I caught Dirty Vegas in 2004 when they were the opening act for the Tears for Fears reunion tour, and they were absolutely electrifying. You might even say that they outshined the main event; though I’d attribute this mostly to nostalgic ticketholders lacking the patience to sit (stand?) through ten brand new songs from the Beatles of their big-haired adolescence. But I digress. Dirty Vegas had the crowd eating out of the palm of their hand. Steve Smith sang and slapped his tambourine like a monkey while the two unrelated Harrises kept the good vibes flowing from their instruments, neither upstaging their singer nor behaving like cold robots. They didn’t even need to play their Mitsubishi commercial hit song “Days Go By”, though its inclusion didn’t hurt. The point is that Dirty Vegas had the stage presence that made people not care what they were playing. It was just fun.
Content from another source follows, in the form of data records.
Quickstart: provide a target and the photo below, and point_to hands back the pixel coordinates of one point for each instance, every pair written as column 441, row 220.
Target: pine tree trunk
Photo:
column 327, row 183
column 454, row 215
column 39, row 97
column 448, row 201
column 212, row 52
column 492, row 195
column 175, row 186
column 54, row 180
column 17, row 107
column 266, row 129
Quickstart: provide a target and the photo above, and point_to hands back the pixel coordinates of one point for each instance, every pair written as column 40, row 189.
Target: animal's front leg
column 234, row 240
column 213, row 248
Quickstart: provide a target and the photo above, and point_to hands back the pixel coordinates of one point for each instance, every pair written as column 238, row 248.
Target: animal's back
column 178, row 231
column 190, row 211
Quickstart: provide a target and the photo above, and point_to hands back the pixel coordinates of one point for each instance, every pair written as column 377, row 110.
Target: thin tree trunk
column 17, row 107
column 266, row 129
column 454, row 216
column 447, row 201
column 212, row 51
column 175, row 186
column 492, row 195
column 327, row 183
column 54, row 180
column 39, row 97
So imagine my surprise when I get around to hearing the new release they were promoting at the time, a sophomore album oddly titled One. If their eponymous debut showed some promise, then One was a slump all around. For reasons that I’m sure made sense to Smith, Harris, and Harris at the time, Dirty Vegas turned their late-night dance-party moodiness into generic alterna-slush. The music bore no resemblance to the three guys I saw on stage in 2004. There were One posters all over the walls of the venue’s bathroom that night, celebrating its eminent US release. But if the same album were to come from a bunch of underground unknowns, no one certainly would have given a damn.
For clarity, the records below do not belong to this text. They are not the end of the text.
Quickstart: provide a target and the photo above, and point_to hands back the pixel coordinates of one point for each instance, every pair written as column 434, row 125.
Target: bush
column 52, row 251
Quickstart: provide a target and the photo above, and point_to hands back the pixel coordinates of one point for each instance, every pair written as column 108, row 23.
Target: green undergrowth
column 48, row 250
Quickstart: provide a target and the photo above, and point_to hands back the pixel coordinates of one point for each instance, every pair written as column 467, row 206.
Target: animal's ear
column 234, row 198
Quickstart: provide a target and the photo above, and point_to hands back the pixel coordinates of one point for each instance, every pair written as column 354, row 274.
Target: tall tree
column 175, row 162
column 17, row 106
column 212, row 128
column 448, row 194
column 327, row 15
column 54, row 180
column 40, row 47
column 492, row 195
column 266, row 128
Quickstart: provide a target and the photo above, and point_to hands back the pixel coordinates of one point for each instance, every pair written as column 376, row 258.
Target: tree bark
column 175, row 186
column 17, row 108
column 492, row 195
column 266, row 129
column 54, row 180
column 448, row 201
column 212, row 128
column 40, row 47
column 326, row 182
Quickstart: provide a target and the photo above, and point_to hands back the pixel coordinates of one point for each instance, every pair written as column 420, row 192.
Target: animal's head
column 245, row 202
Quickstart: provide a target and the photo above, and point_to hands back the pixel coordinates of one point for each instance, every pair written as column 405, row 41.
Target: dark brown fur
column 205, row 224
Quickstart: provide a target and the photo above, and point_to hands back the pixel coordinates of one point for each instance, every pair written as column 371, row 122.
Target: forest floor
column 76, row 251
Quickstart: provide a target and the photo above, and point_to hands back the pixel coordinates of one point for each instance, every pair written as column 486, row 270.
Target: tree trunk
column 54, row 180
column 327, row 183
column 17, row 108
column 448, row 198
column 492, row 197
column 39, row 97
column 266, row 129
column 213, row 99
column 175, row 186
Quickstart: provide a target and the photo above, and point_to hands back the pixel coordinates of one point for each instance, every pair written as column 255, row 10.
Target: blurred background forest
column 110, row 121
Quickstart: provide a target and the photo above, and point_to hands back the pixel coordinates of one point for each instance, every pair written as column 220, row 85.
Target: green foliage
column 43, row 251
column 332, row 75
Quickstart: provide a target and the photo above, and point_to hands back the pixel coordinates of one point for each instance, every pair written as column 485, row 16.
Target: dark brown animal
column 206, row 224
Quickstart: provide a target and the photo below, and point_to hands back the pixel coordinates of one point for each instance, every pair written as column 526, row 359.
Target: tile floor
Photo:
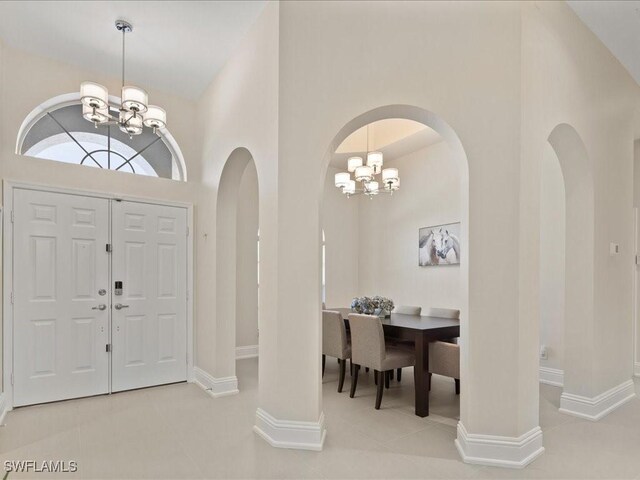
column 178, row 431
Dirty Vegas wisely took a break and have resurfaced with Electric Love. Is it worthy of the energizing performance that I and so many others witnessed years ago? That’s a fair question, and a fair answer would be: sort of. For every song that succeeds as a catchy bridge between synth pop and club beat, there is another song that sounds like 15-year-old constipated La Bouche. So while Dirty Vegas spend roughly half the album making up for One‘s wussy shortcomings, the rest of Electric Love harmlessly flounders. Let’s call it an improvement.
This observation probably doesn’t matter in the thick of the digital age, but Electric Love is frontloaded. If you’re one of those people who still listens to an album from front to back, you stand to get a better first impression than if you were to set the album on shuffle. “Little White Doves”, “Changes”, “Electric Love”, “Emma”, and “Never Enough” all glide so easily on the rails of a tight-as-bolts rhythm track that you easily forget the lyrical banalities (no one listens to this kind of thing for the lyrical content anyway… unless it’s the Pet Shop Boys). The guitars and synths have an equal amount of bounce to them, furthering Dirty Vegas’s cause of making dance music more accessible. These strengths are more buried than ignored on “Today” and “21st Century”, but by the time you reach “Weekend” you are in generictronica territory. The tail-chasing instrumental “Round and Round”, which is a fitting title when you think about it, is likely meant to end the album in the middle of a forward momentum. But the overall impression already constructed from this and previous tracks just point to repetition, repetition, repetition.
And yes, dance music is meant to lure you into a groove with repetition. The Africans figured that out centuries ago. But when it comes to expensively produced electro-pop, some supplemental traits have to be there. And with half of Electric Love, Dirty Vegas rises to the occasion. But like I said, this is a big improvement over the flaccid One, so let’s hope that Dirty Vegas keeps moving. Then we’d have ten awesome tracks on one album.